The fix was small and humbling. An ifElse now sits at the entry to the Generator node: when target_path == gold_standard_path, bypass the Generator entirely and route the gold-standard directly to the verifier panel. Fifteen lines of topology change.

An invariant now backs the topology too: verifiers must receive a payload with a generated_at timestamp from the current run. The invariant lives as a hard edge predicate, not a soft check inside a node. The lesson on the whiteboard afterward still holds: edges fail silently; make them speak.

Try this in an afternoon

In an afternoon: take any two-step LLM pipeline — say, a generator and a critic — and rewrite it twice. First, draw the graph by hand on paper, including every fallback, timeout edge, and retry. Second, implement it in LangGraph or a hand-rolled state machine where the topology is a serializable artifact. Now inject a timeout into the generator. Watch the edges. Note every unpredicted behavior.
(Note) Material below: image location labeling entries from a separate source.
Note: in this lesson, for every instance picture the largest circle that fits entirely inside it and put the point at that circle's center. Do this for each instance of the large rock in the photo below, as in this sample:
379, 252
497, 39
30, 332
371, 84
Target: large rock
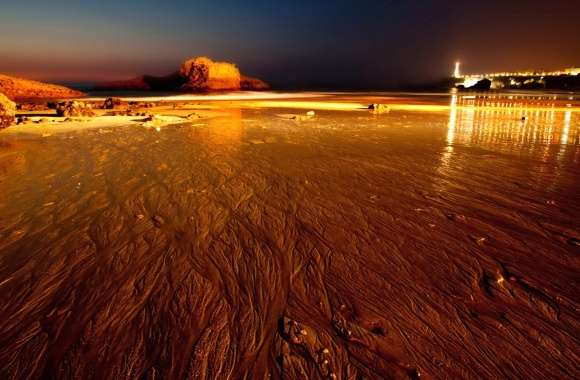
203, 74
74, 109
19, 88
7, 111
199, 74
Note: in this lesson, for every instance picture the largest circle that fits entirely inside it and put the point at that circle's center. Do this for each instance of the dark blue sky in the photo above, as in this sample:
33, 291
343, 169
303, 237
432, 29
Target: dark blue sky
339, 43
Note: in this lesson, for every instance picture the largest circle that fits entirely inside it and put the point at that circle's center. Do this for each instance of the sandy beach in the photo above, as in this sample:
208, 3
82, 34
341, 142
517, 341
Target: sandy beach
296, 236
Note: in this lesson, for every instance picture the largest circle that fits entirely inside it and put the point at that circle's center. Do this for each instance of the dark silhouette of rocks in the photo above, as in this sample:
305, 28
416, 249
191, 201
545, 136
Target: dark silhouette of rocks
199, 74
19, 88
482, 85
7, 111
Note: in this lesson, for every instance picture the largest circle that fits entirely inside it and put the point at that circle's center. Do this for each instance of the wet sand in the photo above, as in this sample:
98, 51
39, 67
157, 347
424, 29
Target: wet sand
439, 240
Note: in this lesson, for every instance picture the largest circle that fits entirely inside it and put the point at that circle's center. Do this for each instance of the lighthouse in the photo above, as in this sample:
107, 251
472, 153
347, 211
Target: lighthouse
456, 73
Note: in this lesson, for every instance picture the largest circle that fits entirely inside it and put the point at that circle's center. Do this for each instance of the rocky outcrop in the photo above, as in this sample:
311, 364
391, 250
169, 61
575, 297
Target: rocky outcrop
199, 74
203, 74
19, 88
74, 109
7, 111
253, 84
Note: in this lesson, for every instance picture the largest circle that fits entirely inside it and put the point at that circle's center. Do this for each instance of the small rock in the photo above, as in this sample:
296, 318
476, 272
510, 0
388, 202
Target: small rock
158, 221
379, 108
111, 103
74, 109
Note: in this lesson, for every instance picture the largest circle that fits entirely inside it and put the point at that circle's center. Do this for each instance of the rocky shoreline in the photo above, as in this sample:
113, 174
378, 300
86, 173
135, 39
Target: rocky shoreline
22, 89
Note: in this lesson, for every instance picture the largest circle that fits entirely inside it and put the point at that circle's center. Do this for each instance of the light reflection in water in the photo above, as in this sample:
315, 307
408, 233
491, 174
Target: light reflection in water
510, 123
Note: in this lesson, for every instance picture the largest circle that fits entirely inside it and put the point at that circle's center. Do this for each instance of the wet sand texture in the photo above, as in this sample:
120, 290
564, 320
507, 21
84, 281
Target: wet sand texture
347, 246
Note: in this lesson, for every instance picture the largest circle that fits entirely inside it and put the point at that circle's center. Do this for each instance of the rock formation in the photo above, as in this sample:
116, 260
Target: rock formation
199, 74
19, 88
74, 109
7, 111
203, 74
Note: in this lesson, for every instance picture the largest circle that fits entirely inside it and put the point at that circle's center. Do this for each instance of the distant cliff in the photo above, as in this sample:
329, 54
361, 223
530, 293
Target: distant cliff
199, 74
19, 88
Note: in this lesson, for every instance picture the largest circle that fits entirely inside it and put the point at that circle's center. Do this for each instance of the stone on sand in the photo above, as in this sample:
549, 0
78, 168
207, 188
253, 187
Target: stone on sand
74, 109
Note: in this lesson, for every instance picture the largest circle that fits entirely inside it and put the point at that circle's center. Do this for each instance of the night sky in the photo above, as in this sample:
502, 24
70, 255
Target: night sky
332, 43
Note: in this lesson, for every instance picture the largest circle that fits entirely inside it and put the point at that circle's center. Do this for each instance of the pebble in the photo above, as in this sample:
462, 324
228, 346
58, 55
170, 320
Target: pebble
158, 221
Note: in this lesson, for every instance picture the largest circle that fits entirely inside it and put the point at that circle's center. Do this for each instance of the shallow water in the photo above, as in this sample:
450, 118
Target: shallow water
348, 245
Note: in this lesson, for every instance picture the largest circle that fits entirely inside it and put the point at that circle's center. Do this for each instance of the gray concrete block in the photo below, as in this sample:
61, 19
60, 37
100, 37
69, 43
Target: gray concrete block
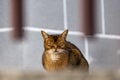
44, 14
112, 16
105, 53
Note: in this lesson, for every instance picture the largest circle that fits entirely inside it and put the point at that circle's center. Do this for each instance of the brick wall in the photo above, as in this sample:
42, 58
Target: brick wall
54, 16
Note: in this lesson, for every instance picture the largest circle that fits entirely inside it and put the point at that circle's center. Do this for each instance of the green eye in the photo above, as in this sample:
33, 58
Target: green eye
49, 43
61, 44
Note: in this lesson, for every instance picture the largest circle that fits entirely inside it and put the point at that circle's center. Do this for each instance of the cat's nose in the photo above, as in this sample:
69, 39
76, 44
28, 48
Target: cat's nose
55, 46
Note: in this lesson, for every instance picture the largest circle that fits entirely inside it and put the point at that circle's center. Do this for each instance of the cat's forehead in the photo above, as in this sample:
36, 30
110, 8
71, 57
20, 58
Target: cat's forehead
54, 36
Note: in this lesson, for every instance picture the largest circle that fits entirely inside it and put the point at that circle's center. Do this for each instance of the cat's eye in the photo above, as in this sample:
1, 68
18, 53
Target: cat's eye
61, 44
50, 43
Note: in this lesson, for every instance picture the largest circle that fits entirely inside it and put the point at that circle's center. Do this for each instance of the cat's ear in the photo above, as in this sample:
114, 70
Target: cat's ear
44, 34
64, 34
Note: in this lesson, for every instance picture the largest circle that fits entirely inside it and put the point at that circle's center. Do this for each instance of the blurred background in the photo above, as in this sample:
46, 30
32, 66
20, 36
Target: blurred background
54, 16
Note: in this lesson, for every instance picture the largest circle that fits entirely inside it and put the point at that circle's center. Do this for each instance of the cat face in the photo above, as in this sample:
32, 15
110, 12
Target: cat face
55, 42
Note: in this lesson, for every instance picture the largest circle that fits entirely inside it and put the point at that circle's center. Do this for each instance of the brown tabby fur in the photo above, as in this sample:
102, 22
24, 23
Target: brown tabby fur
62, 55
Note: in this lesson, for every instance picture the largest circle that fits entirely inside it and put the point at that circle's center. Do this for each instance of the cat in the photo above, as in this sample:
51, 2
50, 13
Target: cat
60, 54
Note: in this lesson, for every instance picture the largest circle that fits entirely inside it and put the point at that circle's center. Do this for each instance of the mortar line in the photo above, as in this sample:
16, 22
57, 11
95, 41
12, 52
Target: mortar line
53, 31
103, 16
86, 49
65, 14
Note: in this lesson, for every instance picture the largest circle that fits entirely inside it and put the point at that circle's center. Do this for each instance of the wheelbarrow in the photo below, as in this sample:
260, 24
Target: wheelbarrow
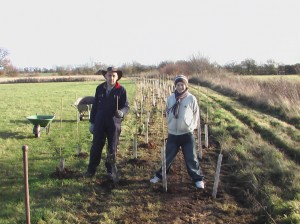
40, 122
84, 106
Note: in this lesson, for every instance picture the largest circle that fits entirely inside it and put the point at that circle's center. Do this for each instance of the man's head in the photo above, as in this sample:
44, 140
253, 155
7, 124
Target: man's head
181, 83
112, 75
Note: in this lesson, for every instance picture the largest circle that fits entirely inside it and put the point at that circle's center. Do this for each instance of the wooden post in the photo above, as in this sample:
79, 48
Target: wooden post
135, 146
217, 176
206, 135
163, 153
199, 128
199, 140
26, 188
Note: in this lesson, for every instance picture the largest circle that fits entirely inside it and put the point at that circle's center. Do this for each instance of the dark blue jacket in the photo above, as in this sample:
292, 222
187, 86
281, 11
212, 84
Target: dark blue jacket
105, 107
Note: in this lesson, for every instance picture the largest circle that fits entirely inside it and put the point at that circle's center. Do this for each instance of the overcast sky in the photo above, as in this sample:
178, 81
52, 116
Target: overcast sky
44, 33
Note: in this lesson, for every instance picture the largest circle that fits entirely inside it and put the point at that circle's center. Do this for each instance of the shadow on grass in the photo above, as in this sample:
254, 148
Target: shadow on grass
9, 135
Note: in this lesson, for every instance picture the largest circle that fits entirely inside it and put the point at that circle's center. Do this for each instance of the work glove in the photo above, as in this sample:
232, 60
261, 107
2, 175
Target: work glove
92, 128
119, 114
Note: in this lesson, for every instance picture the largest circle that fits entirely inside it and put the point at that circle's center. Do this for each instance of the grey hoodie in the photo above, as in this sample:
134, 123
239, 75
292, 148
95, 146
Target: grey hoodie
188, 116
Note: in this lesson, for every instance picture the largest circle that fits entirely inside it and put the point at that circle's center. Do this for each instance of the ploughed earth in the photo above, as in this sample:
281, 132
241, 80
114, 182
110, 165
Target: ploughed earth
135, 200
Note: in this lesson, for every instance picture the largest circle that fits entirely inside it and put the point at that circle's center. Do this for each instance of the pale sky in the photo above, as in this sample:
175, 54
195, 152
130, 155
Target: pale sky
44, 33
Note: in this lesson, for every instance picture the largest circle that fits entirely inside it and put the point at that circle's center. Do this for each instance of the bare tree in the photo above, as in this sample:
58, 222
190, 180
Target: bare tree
3, 55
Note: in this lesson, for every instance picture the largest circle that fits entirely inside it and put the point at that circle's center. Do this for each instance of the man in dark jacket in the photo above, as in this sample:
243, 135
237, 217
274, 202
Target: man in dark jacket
109, 108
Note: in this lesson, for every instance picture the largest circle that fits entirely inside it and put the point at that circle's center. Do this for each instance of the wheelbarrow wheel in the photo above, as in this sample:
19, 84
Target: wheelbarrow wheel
37, 131
48, 129
81, 116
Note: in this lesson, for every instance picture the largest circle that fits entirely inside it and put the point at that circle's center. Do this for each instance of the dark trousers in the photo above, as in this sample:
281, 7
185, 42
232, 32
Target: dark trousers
187, 143
112, 134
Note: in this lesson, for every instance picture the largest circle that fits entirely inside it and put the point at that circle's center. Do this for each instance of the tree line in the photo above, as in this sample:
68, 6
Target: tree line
196, 64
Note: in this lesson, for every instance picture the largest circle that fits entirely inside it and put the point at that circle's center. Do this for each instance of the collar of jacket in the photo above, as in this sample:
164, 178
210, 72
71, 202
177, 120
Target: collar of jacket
117, 86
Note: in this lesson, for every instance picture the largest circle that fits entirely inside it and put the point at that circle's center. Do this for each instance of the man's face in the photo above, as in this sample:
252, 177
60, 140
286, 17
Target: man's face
111, 78
180, 87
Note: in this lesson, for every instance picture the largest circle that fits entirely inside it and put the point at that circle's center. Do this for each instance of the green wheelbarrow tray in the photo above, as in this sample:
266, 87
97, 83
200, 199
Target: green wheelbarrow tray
42, 120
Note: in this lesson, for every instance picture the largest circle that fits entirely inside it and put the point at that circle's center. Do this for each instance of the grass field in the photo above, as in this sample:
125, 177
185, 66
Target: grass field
259, 177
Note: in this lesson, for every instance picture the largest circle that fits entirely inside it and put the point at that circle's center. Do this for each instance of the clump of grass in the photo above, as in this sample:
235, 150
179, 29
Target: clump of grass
276, 96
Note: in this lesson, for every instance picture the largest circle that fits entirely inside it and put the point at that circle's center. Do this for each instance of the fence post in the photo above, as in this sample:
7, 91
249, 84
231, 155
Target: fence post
26, 188
217, 176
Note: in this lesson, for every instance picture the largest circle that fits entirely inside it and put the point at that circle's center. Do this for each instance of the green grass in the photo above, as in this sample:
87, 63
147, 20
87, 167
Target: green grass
256, 153
52, 200
254, 164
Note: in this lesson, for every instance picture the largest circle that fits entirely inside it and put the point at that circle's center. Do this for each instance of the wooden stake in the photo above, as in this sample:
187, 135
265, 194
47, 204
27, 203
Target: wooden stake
199, 127
206, 135
163, 153
217, 176
135, 146
26, 188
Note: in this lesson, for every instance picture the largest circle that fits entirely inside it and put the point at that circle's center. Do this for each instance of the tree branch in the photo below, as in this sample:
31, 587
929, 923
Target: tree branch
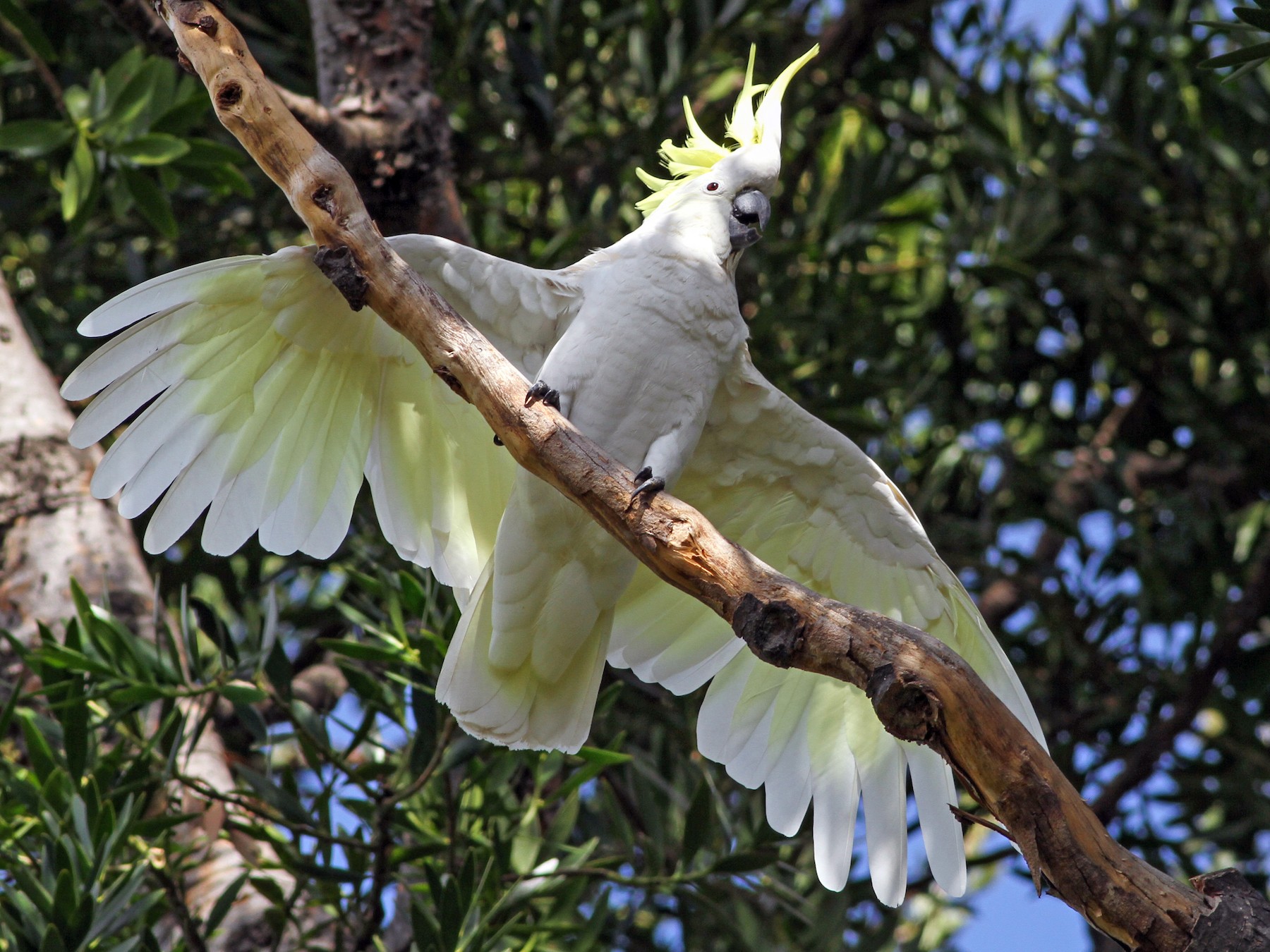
921, 690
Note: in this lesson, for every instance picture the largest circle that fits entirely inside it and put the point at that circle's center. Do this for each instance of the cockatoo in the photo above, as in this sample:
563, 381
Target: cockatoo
270, 400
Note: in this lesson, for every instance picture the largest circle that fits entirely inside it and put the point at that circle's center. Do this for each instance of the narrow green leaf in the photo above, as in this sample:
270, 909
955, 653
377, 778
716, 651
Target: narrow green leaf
42, 759
239, 692
274, 796
78, 179
128, 103
746, 862
696, 823
152, 149
222, 904
136, 695
1254, 17
1259, 51
152, 201
30, 139
74, 719
363, 652
64, 896
52, 939
414, 599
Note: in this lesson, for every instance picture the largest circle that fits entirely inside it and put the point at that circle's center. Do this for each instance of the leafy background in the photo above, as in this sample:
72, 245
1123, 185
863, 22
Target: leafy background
1028, 271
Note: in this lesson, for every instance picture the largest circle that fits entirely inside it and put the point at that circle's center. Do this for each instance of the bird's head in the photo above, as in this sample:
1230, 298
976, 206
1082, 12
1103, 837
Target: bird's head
722, 192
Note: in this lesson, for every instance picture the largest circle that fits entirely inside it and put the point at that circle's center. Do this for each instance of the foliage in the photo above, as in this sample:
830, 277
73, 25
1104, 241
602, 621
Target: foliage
1032, 279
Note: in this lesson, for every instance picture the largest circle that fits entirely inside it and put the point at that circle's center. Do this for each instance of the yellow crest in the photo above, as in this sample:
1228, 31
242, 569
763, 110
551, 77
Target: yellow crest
747, 127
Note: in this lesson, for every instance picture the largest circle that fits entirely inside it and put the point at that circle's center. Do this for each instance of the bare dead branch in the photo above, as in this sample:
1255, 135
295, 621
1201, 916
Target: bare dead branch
920, 688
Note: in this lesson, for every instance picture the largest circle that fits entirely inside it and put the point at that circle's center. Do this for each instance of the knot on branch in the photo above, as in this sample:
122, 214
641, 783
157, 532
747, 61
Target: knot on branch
1240, 917
774, 630
903, 704
229, 95
342, 269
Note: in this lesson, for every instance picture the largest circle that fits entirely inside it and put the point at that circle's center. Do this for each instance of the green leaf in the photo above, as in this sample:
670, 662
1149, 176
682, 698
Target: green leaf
42, 759
152, 201
1254, 17
363, 652
73, 715
52, 941
152, 149
78, 179
274, 796
1259, 51
746, 862
414, 599
597, 762
138, 695
64, 896
25, 25
241, 693
696, 823
130, 103
224, 903
30, 139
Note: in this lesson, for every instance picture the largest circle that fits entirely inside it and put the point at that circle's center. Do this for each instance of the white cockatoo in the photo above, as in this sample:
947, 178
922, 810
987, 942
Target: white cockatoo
270, 400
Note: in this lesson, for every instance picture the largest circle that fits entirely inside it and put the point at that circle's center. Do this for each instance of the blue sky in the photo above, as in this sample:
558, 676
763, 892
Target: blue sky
1009, 915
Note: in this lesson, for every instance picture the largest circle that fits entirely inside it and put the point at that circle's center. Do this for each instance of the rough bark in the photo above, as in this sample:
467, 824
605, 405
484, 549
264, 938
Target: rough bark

The gap is the real architecture.

Where orchestration earns its keep on the ladder

The determinism ladder is a discipline of pushing work down the stack. Graph-constrained execution is the rung where orchestration earns its keep. Below it, the model does only model-shaped work. Above it, skills and agents trust the topology to hold. When the graph is explicit, every node above can assume integrity without re-verifying it. The bargain of architecture: someone took the race condition seriously before the incident required it.